Sûreté de l’Etat : Le Conseil d’Etat approuve l’élargissement des fichiers de renseignement

Un contrôle de police, à Douai le 31 décembre 2020. — FRANCOIS GREUEZ/SIPA

La police et la gendarmerie ont reçu lundi le feu vert du Conseil d’Etat. Les forces de l’ordre pourront ficher les opinions politiques, appartenances syndicales et données de santé au nom de la sûreté de l’Etat, a confirmé l’institution.
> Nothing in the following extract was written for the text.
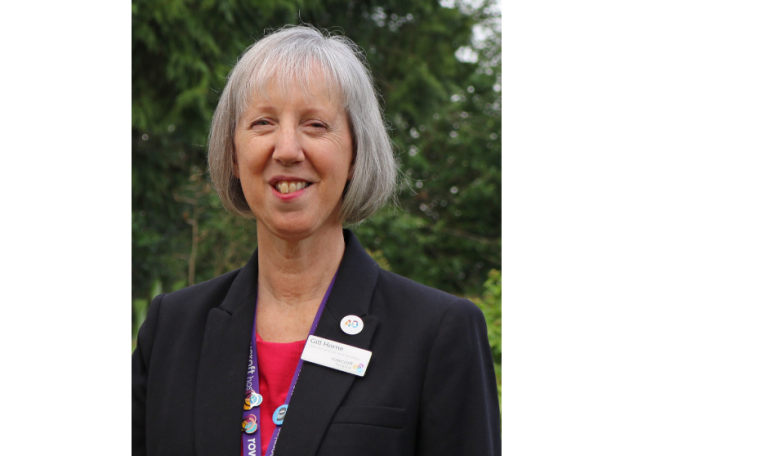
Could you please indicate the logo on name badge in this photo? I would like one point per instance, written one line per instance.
(352, 325)
(252, 400)
(279, 415)
(250, 424)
Elle rejette ainsi les requêtes de syndicats qui dénonçaient la « dangerosité » de ces fichiers.

La plus haute juridiction administrative a considéré que les trois décrets contestés, qui élargissent les possibilités de fichage, ne portaient pas une atteinte disproportionnée à la liberté d’opinion, de conscience et de religion ou à la liberté syndicale. Le Conseil d’Etat avait été saisi en référé par plusieurs centrales syndicales dont la CGT, FO ou la FSU, mais aussi le Syndicat de la magistrature et le Syndicat des avocats de France, qui dénonçaient le « spectre du Big brother en 2021 ».

Les décrets, publiés le 4 décembre après un avis favorable du Conseil d’Etat, autorisent donc policiers et gendarmes à faire mention des « opinions politiques », des « convictions philosophiques et religieuses », et de « l’appartenance syndicale » de leurs cibles, alors que les précédents textes se limitaient à recenser des « activités ». Identifiants, photos et commentaires postés sur les réseaux sociaux y seront aussi listés, tout comme les troubles psychologiques et psychiatriques « révélant une dangerosité particulière ». Outre les personnes physiques, les « personnes morales », telles que les associations, sont également visées.

Début novembre, 349.397 inscriptions sur les trois fichiers

Dans le détail, les décrets portent sur trois fichiers : le Pasp (prévention des atteintes à la sécurité publique) de la police ; le Gipasp (gestion de l’information et prévention des atteintes à la sécurité publique) des gendarmes et l’EASP (enquêtes administratives liées à la sécurité publique) utilisé avant le recrutement de fonctionnaires sur des postes sensibles. Début novembre, 60.686 personnes étaient inscrites au Pasp, 67.000 au Gipasp et 221.711 à l’EASP, selon le ministère de l’Intérieur.

Auparavant limités aux hooligans et aux manifestants violents, ces fichiers recenseront désormais aussi les données des personnes soupçonnées d’activités terroristes ou susceptibles « de porter atteinte à l’intégrité du territoire ou des institutions de la République », une notion « floue » selon ses détracteurs.